Accusato da un delatore, fu imprigionato nel carcere di Santa Maria Apparente, nel quale rimase rinchiuso per un anno in attesa di giudizio e dove scrisse il suo diario. Condannato a dieci anni di galera e deportato in Piemonte, fu scarcerato dopo due anni, in seguito ad una amnistia, per le pressioni internazionali a suo favore. Libero da appena un mese, tornò a Roma e vi rimase per difendere il Papa, con il suo battaglione di volontari stranieri, fino all’arrivo delle truppe piemontesi nel 1870. Fiaccato da una vita spesa senza mai risparmiarsi, si spense per una grave malattia, a soli trentacinque anni.
Il brano scelto
Giovedì 15 gennaio
Il Capo Custode della prigione di Santa Maria ci risvegliò e ci ordinò di alzarci avvertendoci che alcuni gendarmi ci aspettavano per condurci alla galera. Chiesi di vedere il console di Francia, ma mi fu negato; e avendo io fatto osservare che il sig. de Bellègue avea domandato di essere avvisato in caso di nostra partenza, mi si rispose che il console francese e la Francia non aveano a veder nulla in questo affare.
I sigg. Caracciolo, De Luca e me scendemmo nella sala di aspetto dove un maresciallo d’alloggio di gendarmeria venne per istringerci i polsi nelle manette. E queste ci furono strette con tanta violenza da farne spicciare il sangue dai pugni.
Fummo condotti sulla strada di Pozzuoli, a piedi, tutti e tre legati. Il maresciallo d’alloggio ci consentì di prendere una vettura a nostre spese, e ci fe’ accompagnare da gendarmi a Cavallo. Nel mentre attraversavamo il villaggio di Fuor-di-Grotta, la popolazione si fece sul nostro passaggio e ci dimostrò francamente la più viva simpatia. La scorta ebbe il rinforzo di due gendarmi nell’uscire dal villaggio; vedette a cavallo perlustravano la via a brevi distanze, ma ciò non impediva ai contadini di correrci incontro e salutarci.
Arrivati a Pozzuoli, fummo condotti nel cortile del bagno.

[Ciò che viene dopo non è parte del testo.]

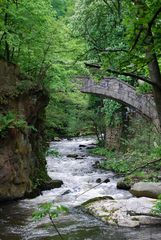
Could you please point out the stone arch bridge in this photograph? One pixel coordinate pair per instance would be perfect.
(122, 92)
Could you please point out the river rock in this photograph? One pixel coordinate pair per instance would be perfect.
(123, 185)
(146, 189)
(51, 184)
(72, 155)
(91, 147)
(66, 192)
(82, 146)
(131, 212)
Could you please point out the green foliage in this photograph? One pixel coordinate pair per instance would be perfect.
(113, 113)
(49, 209)
(142, 147)
(157, 208)
(52, 152)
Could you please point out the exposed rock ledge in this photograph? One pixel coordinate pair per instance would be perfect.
(131, 212)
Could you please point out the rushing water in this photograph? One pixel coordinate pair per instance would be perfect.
(78, 175)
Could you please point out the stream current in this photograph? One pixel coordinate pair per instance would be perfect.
(78, 175)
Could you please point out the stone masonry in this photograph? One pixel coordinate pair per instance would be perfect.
(122, 92)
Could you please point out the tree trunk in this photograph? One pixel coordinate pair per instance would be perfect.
(154, 72)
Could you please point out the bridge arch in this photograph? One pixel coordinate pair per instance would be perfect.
(122, 92)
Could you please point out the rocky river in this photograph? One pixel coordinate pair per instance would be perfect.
(78, 175)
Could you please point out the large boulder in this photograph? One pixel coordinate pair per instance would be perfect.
(146, 189)
(131, 212)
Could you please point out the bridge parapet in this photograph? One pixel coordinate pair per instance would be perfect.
(120, 91)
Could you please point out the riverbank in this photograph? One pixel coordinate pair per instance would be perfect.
(78, 175)
(133, 166)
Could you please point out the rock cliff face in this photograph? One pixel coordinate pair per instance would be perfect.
(22, 147)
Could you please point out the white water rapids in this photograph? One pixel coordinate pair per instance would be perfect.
(78, 175)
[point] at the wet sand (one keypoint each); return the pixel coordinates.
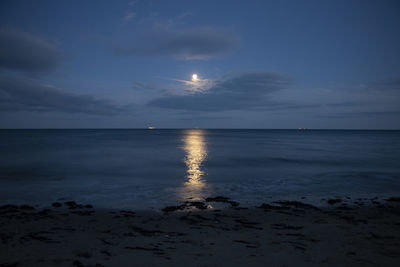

Un forzato portò tre catene del peso ciascuna di cinquanta libre, dicendomi che bisognava che ci facessimo mettere i ferri. Il primo fu Caracciolo, venne quindi la mia volta, per ultimo fu De Luca. Le catene ci furono ribadite ai piedi. Durante l’operazione un colpo di martello caduto in falso pestò il piede di De Luca. Fummo poscia spogliati di tutti i nostri abiti e ci si perquisì in modo ributtante (regolamentare del resto), e finalmente fummo collocati entro celle poste all’ultimo piano della galera.